Neue Rechtsprechung des BGH zur Mangelvermutung beim Autokauf

Aufgrund eines Urteils des Europäischen Gerichtshofs (EuGH) hat der Bundesgerichtshof (BGH) nun seine Rechtsprechung zur Reichweite der Vermutung in § 476 BGB geändert.

Der Hintergrund

Ein Käufer eines Gegenstandes hat oft das Problem, dass ein gekaufter Gegenstand nach wenigen Monaten defekt ist und im schlimmstenfalls überhaupt nicht mehr funktioniert. Ihm stehen dann zwar Mangelgewährleistungsrechte zu, er muss aber den Mangel darlegen und auch beweisen, was oft schwierig, gelegentlich unmöglich ist. § 476 BGB kehrt jetzt diese Beweislast um, so dass der Verkäufer beweisen muss, dass die gekaufte Sache bei Gefahrübergang – also in der Regel bei Besitzübertragung an den Käufer – mangelfrei war. Danach wird vermutet, dass eine Kaufsache bereits bei Gefahrübergang mangelhaft war, wenn sich innerhalb von sechs Monaten seit dem Gefahrübergang ein Sachmangel zeigt.
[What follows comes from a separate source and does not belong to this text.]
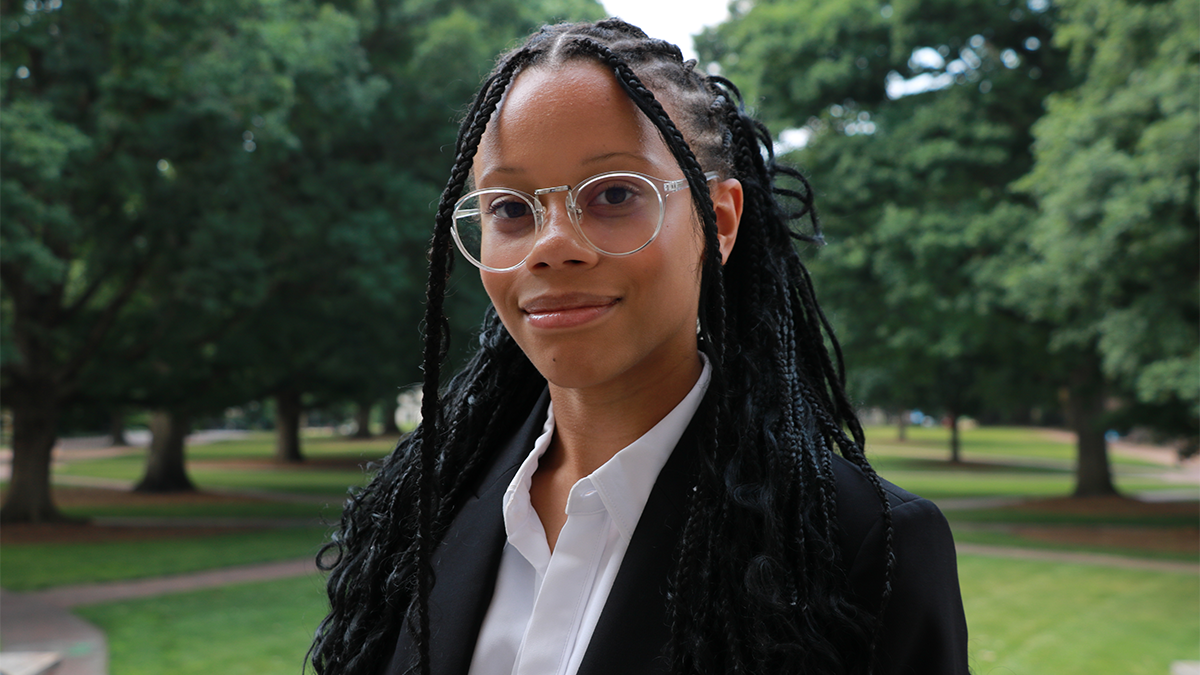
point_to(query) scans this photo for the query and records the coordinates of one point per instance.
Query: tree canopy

Die Vermutungsregelung des § 476 BGB hilft manchmal nicht weiter oder ist gar nicht anwendbar, weil sie mit der Art der verkauften Sache nicht vereinbar ist, etwa beim Kauf lebender Tiere. Auch kann die Vermutung teilweise widerlegt werden, so dass der Verkäufer den Beweis erbringen kann, dass der Defekt auf einen Bedienungsfehler des Käufers zurückzuführen ist. Schließlich aber umfasst die Vermutung nach dem Wortlaut gerade nicht das Bestehen eines Sachmangels, sondern betrifft nur den Zeitpunkt, zu dem dieser Mangel bereits (unerkannt) vorgelegen hat.
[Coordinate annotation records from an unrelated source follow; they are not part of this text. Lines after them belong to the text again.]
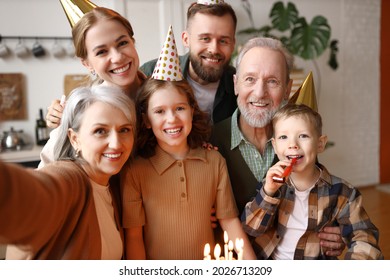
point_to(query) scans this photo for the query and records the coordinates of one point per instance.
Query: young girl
(172, 185)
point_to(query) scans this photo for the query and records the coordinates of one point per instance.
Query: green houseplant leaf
(283, 18)
(309, 41)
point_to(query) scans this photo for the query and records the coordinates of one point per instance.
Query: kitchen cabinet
(26, 157)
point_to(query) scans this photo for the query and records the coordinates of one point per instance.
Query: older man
(262, 85)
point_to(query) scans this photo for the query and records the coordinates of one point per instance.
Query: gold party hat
(210, 2)
(168, 66)
(75, 9)
(306, 94)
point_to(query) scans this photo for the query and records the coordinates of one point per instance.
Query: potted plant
(303, 39)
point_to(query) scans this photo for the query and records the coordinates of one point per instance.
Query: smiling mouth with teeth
(112, 155)
(173, 131)
(121, 70)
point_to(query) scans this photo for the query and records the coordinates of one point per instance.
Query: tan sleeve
(34, 201)
(225, 202)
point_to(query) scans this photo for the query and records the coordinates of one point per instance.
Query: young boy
(287, 216)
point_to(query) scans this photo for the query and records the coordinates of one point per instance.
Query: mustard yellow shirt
(172, 199)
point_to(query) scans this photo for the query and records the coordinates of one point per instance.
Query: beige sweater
(51, 211)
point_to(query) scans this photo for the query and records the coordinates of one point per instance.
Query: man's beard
(208, 74)
(257, 119)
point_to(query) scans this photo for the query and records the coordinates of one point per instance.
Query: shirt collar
(161, 161)
(237, 136)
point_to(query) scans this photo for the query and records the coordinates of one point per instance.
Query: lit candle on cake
(239, 248)
(217, 251)
(230, 250)
(206, 252)
(226, 247)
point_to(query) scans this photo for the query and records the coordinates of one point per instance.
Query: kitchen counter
(27, 154)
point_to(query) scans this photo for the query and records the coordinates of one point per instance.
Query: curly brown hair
(146, 141)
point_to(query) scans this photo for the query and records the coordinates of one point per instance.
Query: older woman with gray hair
(68, 209)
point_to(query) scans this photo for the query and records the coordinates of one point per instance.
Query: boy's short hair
(299, 110)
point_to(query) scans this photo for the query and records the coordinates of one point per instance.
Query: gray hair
(81, 99)
(269, 43)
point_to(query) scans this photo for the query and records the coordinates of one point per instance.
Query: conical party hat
(306, 94)
(75, 9)
(210, 2)
(168, 66)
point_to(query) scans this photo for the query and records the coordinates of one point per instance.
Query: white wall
(348, 97)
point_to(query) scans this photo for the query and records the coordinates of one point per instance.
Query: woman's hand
(54, 114)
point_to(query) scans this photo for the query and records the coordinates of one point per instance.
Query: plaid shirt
(257, 163)
(332, 202)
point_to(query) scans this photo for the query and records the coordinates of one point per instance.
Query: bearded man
(210, 39)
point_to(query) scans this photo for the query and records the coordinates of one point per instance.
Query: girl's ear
(322, 143)
(273, 143)
(86, 64)
(146, 121)
(73, 138)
Daraus folgte bisher: Das Bestehen eines Mangels musste der Käufer immer noch selbst darlegen und beweisen.

Die Problematik zeigt sich insbesondere bei einem sogenannten Grundmangel: Einerseits gibt es den eigentlichen Mangel, z.B. die Materialermüdung, auf der anderen Seite gibt es das Mangelsymptom, also etwa das Zerbrechen eines Bauteils. Die Vermutung des § 476 BGB erstreckt sich aber gerade nicht auf den eigentlichen Grundmangel. Der BGH hatte bisher aber so entschieden. Daraus folgte, dass der Käufer von dieser Norm, die ihn schützen sollte, keinen Nutzen hatte.

Der Fall

Fünf Monate nach Übergabe funktionierte das Automatikgetriebe nicht mehr. Ein Sachverständiger erkannte einen Schaden am Drehmomentwandler, der seine Ursache sowohl auf zuvor bestehende mechanische Mängel bei Gefahrübergang als auch auf einem Bedienungsfehler des Käufers beruhte. Die Funktionseinschränkungen des Getriebes waren aber bei Übergabe unstreitig noch nicht erkennbar, weshalb die Vorinstanzen in Übereinstimmung mit der bisherigen Rechtsprechung des VIII. Zivilsenats die auf Kaufpreisrückzahlung gerichtete Klage abgewiesen hatten.

Die Entscheidung

Der BGH hat hierbei nun entschieden:

Künftig muss der Käufer nur noch einen vertragswidrigen Zustand der Sache behaupten und beweisen, welcher sich innerhalb von sechs Monaten nach der Übergabe herausgestellt hat. Er braucht sich also nur noch auf ein Mangelsymptom beschränken, auch wenn dieses bei Übergabe noch nicht aufgetreten ist. Es wird nun nur noch vermutet, dass dieses Mangelsymptom seine Ursache in dem Grundmangel hat, welcher bereits bei Gefahrübergang bestand.

BGH, Urteil vom 12.10.2016, Az. VIII ZR 103/15).